Il a subi les insultes sur Twitter. Les enregistrements moqueurs des écrits qu'il publiait sur son blog. Jusqu'à des messages à caractère sexuel envoyés, en son nom et pour lui nuire, à des mineurs. Dimanche 10 février, Matthias Jambon-Puillet, publicitaire, écrivain et adepte de Twitter dès ses débuts, a livré un long témoignage du harcèlement qu'il a subi de la part de membres de "La Ligue du LOL". A la suite d'un article publié par Libération, vendredi, de nombreuses victimes ont pris la parole pour dénoncer leurs agissements, en ligne mais aussi parfois en dehors.

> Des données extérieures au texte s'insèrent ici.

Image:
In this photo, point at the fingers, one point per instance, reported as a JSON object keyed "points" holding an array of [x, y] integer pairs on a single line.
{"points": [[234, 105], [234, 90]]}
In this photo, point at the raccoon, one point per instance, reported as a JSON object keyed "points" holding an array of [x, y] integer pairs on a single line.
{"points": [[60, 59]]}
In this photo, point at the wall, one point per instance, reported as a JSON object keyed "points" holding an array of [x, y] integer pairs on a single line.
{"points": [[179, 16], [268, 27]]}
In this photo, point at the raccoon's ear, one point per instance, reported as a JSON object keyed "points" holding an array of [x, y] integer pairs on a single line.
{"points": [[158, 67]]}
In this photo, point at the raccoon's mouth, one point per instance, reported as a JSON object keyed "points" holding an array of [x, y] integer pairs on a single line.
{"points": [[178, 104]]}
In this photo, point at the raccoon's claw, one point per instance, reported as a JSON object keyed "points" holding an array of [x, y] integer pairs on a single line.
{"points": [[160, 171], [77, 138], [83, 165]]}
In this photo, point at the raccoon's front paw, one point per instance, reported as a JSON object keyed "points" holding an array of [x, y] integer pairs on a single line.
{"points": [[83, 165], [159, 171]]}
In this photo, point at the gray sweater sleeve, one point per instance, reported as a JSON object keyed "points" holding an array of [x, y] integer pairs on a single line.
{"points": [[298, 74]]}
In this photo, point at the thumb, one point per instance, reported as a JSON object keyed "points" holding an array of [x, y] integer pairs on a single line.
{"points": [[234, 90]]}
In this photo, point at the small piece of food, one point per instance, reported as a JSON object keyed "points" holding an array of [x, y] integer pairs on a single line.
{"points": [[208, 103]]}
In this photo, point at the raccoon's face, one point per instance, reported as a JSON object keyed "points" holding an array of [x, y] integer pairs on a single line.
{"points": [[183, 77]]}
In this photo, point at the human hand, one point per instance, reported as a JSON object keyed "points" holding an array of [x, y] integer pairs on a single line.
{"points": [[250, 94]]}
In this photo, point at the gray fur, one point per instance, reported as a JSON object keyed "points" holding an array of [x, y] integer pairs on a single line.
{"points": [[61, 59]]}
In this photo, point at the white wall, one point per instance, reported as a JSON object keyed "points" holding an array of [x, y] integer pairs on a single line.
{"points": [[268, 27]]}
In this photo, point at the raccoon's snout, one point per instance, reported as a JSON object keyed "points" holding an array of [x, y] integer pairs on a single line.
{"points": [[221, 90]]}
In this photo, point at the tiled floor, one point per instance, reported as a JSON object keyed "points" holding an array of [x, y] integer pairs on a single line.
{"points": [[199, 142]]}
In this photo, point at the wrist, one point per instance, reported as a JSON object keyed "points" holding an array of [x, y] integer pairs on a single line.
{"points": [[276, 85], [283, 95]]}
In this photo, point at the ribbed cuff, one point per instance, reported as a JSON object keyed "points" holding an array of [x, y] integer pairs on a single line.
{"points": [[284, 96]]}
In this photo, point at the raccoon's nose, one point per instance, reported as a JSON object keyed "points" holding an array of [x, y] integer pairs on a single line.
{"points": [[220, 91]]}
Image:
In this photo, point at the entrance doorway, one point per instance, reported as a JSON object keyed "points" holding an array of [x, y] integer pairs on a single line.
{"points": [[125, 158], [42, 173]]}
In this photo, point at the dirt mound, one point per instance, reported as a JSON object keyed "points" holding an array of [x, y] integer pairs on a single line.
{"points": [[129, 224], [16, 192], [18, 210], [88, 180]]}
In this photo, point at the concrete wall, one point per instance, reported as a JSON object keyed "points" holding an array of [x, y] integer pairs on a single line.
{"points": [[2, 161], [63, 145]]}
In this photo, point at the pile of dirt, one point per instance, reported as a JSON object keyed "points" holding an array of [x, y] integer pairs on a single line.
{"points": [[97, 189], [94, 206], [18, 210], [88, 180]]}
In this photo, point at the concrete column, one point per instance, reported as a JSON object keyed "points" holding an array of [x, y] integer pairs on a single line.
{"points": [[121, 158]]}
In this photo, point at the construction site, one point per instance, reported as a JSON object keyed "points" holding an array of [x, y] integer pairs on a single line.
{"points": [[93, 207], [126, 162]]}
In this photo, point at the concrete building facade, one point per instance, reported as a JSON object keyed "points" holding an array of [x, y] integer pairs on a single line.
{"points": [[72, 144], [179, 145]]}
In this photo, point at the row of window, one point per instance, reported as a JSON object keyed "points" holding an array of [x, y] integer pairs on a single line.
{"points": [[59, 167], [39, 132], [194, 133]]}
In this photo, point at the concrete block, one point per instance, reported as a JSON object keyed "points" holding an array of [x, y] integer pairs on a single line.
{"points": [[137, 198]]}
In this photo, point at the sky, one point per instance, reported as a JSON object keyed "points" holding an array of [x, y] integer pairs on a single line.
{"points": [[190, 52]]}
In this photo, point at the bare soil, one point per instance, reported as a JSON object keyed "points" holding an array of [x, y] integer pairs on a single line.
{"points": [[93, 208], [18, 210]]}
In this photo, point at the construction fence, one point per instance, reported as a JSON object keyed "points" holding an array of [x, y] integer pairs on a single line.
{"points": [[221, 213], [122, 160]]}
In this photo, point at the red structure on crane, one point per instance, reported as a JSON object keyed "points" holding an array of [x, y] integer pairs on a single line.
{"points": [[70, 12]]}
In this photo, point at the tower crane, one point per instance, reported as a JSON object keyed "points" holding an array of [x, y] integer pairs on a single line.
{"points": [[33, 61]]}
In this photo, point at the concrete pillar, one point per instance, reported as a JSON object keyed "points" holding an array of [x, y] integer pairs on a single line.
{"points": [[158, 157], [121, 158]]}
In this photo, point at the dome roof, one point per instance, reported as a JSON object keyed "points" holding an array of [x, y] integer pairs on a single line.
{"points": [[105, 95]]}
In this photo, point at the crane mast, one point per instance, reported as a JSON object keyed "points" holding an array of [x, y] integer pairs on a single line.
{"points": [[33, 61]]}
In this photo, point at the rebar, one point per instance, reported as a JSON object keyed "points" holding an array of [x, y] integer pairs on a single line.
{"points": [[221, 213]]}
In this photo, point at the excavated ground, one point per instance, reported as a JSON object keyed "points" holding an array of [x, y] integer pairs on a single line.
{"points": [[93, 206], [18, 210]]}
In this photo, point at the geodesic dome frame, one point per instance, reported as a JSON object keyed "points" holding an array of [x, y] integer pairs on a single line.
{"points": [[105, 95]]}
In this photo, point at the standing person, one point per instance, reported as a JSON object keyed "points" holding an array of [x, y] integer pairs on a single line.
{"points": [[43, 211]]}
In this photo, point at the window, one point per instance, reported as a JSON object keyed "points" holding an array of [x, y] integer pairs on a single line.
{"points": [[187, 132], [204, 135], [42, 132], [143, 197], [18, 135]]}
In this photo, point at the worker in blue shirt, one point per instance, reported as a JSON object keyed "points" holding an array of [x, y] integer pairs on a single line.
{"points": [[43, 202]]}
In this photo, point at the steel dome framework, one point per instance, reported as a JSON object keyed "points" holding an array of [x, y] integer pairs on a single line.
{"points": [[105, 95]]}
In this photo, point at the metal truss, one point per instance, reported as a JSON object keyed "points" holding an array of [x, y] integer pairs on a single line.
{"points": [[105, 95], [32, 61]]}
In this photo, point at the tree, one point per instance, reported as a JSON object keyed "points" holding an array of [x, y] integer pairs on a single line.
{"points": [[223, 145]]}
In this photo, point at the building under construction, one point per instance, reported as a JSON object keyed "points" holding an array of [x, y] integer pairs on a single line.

"Au départ, je n'avais pas prévu de témoigner", affirme Matthias Jambon-Puillet à franceinfo. Son texte a été écrit dimanche, en réaction à deux lettres d'excuses qui lui ont "fait péter un plomb", publiées sur Twitter aux premières heures de l'affaire par des membres de "La Ligue du LOL" qu'il connaît bien, le publicitaire et podcasteur Sylvain Paley et le journaliste D. D.. 

Victime des "loleurs"

"Sylvain Paley est quelqu'un à qui j'en ai parlé, en personne, et qui dit aujourd'hui 'on ne savait pas'", s'agace Matthias Jambon-Puillet. Il explique nourrir "avec d'autres victimes (...) une haine particulière" pour le journaliste D. D., qu'il accuse d'avoir été "un des membres les plus actifs, notamment par des faux comptes" sur les réseaux sociaux, et qui est aujourd'hui "un de ceux qui a le poste avec le plus de responsabilités". L'intéressé, rédacteur en chef du site internet des Inrocks, a notamment été l'auteur d'un canular téléphonique visant la youtubeuse Florence Porcel.

Dans son texte, Matthias Jambon-Puillet dit, lui, avoir été harcelé à partir de sa rencontre en mars 2011 avec R.L-A., un autre membre de "La Ligue du LOL""Il a cru que je couchais avec une amie qui lui avait dit non", assure-t-il. Pour ce motif, il est rapidement suivi sur Twitter par de nombreux membres du groupe. Son compte ainsi que son blog, "sur lequel [il] verbalis[ait] [s]es interrogations, angoisses et névroses", sont pris pour cible par des messages insultants, parfois anonymes. Des "loleurs" – le nom qu'ils s'attribuent parfois – organisent un concours de lectures parodiques de ses écrits.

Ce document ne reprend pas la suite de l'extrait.